On Behalf of | Jan 3, 2024 | Child Custody & Visitation |

Parents typically share parental rights and responsibilities after a Colorado divorce. They each get to spend a certain amount of time with the children and have a say in the major decisions about their daily lives. In most cases, parents need to maintain some degree of proximity to one another if they want to share custody equally.

Living near one another makes frequent custody exchanges less inconvenient. However, doing so is not always a realistic goal. One parent may have family in Wyoming or a job offer in Wisconsin. If they have more parenting time, they might assume that they can relocate with the children. Is this true? Can one parent move away when subject to a court order splitting their parental rights and responsibilities with another parent?

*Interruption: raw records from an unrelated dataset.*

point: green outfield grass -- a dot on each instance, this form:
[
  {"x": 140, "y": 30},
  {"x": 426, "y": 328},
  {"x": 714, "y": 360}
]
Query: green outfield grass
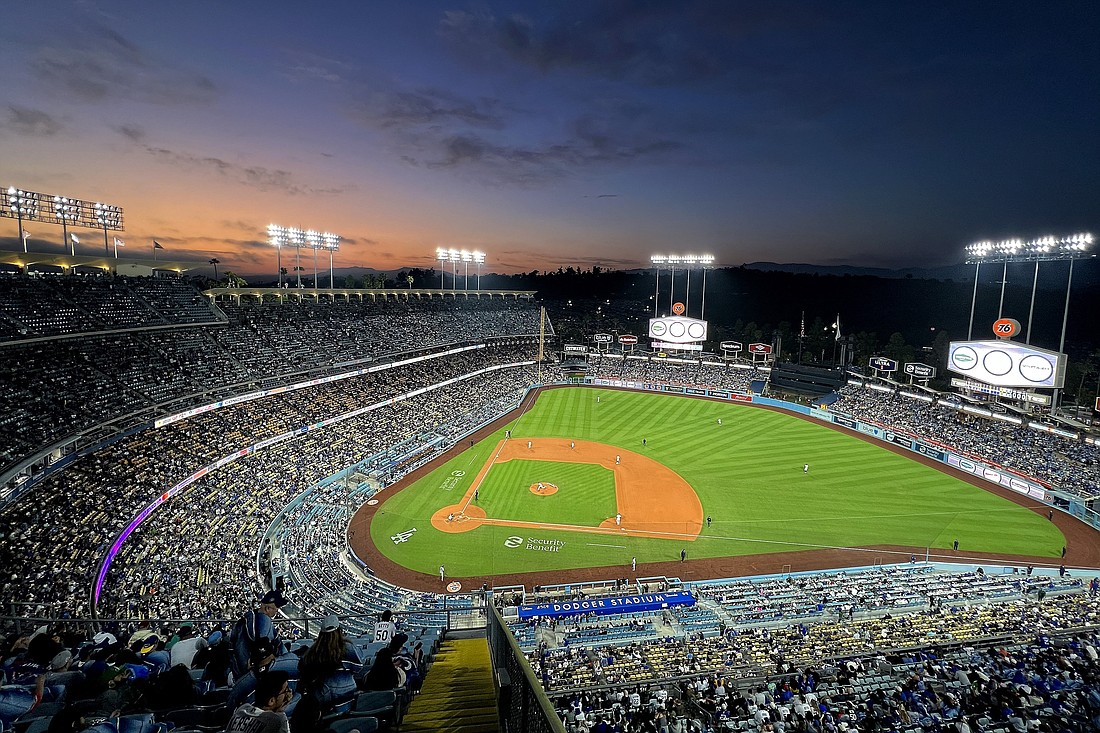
[{"x": 748, "y": 473}]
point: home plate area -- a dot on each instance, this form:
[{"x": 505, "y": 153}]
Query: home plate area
[{"x": 543, "y": 489}]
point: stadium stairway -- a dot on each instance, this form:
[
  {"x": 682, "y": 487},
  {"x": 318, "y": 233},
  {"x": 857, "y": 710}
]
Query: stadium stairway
[{"x": 458, "y": 693}]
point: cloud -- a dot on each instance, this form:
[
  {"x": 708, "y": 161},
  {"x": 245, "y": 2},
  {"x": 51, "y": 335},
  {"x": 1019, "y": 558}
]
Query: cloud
[
  {"x": 30, "y": 122},
  {"x": 628, "y": 41},
  {"x": 254, "y": 176},
  {"x": 438, "y": 130},
  {"x": 308, "y": 66},
  {"x": 132, "y": 132},
  {"x": 429, "y": 107},
  {"x": 99, "y": 64}
]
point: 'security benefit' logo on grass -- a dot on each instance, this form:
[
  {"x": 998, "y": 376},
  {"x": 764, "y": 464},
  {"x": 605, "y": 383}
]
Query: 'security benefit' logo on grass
[{"x": 535, "y": 544}]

Colorado requires consent or court approval

Any move could increase the geographic distance between the children and one of their parents. That increased distance could impact the ability of the parent to spend time with their children. Therefore, any significant move that would change the primary residence of the children typically requires pre-approval.

Parents can sometimes cooperate with one another. The other parent may recognize that the move is necessary because it relates to someone’s employment or housing options. They could then cooperate to adjust the existing arrangements for their family to allow the relocation.

Other times, the other parent does not agree with the relocation request. They worry that it could harm their relationship with the children or prevent them from regularly enjoying time with them. If the other parent does not cooperate, then it may be necessary to take the matter back to family court.

A Colorado family law judge can review the situation carefully to determine whether the move is appropriate. They may approve a relocation request if they believe it would be in the best interests of the children. They can then modify the existing division of parental rights and responsibilities to reflect the new circumstances and how that may change the parenting schedule.

Understanding Colorado’s approach to parental relocations, and seeking legal guidance accordingly, may benefit those hoping to move and those worried about losing touch with their children.